Known as the "SEDENA Leaks" or the "Guacamaya Leaks," the data set reveals the Mexican military's links to criminal organizations and the army's surveillance of opposition groups, politicians, journalists, and activists. Among the revelations, the leaks demonstrate widespread sexual abuse within the army and the targeting of feminists groups as subversive organizations that pose a threat equal to cartels. They also show the military's use of the Pegasus spyware and its deployment against journalists, human rights activists, and government officials. The leak reveals new details of the army's role in the Ayotzinapa case where forty-three students were forcibly disappeared.
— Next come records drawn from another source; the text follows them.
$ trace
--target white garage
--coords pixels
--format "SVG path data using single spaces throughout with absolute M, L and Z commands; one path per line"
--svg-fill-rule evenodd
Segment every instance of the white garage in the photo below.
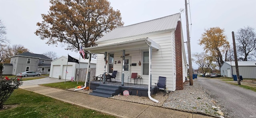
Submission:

Information on the health of President Andrés Manuel López Obrador, army contracts for the construction of the Mayan train, and the military's development of a tourist business, including parks, a national airline, museums, and hotels are also included in the leaked data.

The Mexican government's response to the hack has attempted to minimize and even deny the revelations. López Obrador, whose presidential campaign promised to end state surveillance of private citizens, continues to insist that his administration "does not spy."

==== Hacking of the Joint Command of the Armed Forces of Peru in 2022 ====
In October 2022, a report in La Encerrona revealed a massive leak of military intelligence data Joint Command of the Armed Forces of Peru (CCFFAA). The report gave special focus to the Southern Operational Command of the Army. The leaks revealed the military was monitoring reporters, left-wing parties and figures, and that they labeled civil organizations as a threat because they "infiltrate and advise the population against mining." The Peruvian military threatened to bring treason charges against a journalist with the independent Peruvian news outlet La Encerrona for reporting on the leak.

=== NarcoFiles ===
In November 2023, the Organized Crime and Corruption Reporting Project joined with more than 40 media partners including Cerosetenta / 070, Vorágine, the Centro Latinoamericano de Investigación Periodística (CLIP) and Distributed Denial of Secrets and journalists in 23 countries and territories for the largest investigative project on organized crime to originate in Latin America, producing the 'NarcoFiles' report. The investigation was based on more than seven million emails from the Colombian prosecutor's office which had been hacked by Guacamaya, including correspondence with embassies and authorities around the world. The files dated from 2001 to 2022 and included audio clips, PDFs, spreadsheets, and calendars. The investigation revealed new details about the global drug trade and over 44 tons of "controlled deliveries" carried out to infiltrate the drug trade and how criminals corrupt politicians, bankers, accountants, lawyers, law enforcement agents, hackers, logistics experts, and journalists in order to use logistical, financial, and digital infrastructures.